12
«Mucha tirria». Ésas son las últimas palabras que Robert le ha oído. Paula las ha pronunciado con su boquita de piñón justo antes de que se marchara con el hombre del traje rutilante. «Más que un abogado parece un sapo bufo con esmoquin. ¿Cómo ha dicho el agente que se llama? ¿Luis Pedroche? Sí, eso es, creo que me suena de algo.» En cuanto han abandonado la sala de interrogatorios, Rodríguez ha cogido la botella de agua y la ha llevado al laboratorio para que, de manera extraoficial, un compañero suyo al que le suele cuidar el gato cuando está de viaje, tome una muestra de la saliva de la joven y obtenga un perfil de ADN. Después se ha ido a despachar con los jefes de su departamento.
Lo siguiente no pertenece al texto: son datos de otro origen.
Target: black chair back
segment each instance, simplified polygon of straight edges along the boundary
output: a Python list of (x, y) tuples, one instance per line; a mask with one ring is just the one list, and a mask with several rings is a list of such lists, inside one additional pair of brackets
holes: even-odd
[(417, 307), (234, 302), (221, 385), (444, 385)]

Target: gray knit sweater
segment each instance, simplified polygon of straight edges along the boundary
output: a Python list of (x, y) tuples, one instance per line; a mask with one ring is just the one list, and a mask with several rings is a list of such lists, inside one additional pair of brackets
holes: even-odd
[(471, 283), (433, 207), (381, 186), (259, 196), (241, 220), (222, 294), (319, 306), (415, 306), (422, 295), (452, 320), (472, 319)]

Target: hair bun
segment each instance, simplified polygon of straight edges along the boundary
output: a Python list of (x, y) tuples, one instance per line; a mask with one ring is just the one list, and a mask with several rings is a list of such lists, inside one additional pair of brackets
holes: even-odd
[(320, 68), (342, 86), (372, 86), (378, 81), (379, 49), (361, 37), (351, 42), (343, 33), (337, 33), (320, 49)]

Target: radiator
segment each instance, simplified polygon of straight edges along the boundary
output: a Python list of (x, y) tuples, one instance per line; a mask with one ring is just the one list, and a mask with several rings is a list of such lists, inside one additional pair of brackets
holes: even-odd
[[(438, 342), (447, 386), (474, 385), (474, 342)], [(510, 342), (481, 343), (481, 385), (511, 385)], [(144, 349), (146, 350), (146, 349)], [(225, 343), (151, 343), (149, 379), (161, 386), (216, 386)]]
Durante la breve reunión mantenida, sin que nadie hiciera la menor mención a la evidente cantada de Rodríguez durante el careo, han telefoneado al juez de instrucción para solicitar la orden que les permita al día siguiente hacer un registro de la vivienda y tomarle a la sospechosa una muestra biológica. «Ojalá pudiera hacerlo yo, llevo meses obsesionado con esa mujer y estoy seguro de que ella no pondría impedimentos. Pero bueno, más vale que deje de fantasear y que llame a Rómulo; he prometido mantenerle al corriente.» Cuando sube otra vez a su despacho el sol ya se ha puesto y la negrura de la noche ha engullido el jardín. La luz inorgánica de las farolas ilumina desigualmente los almendros en flor y los arriates de césped. En una esquina, junto a lo que sabe que son unas balas de paja, se vislumbra el contorno de la todavía garbosa figura de la yegua Esperanza. Según sus cálculos, el encargado ya debería haberla metido en la caballeriza, pero por alguna razón que a él se le escapa continúa allí, ramoneando lo que parece ser la hierba que han segado con la desbrozadora. Se ve que sus relinchos de protesta han tenido su efecto.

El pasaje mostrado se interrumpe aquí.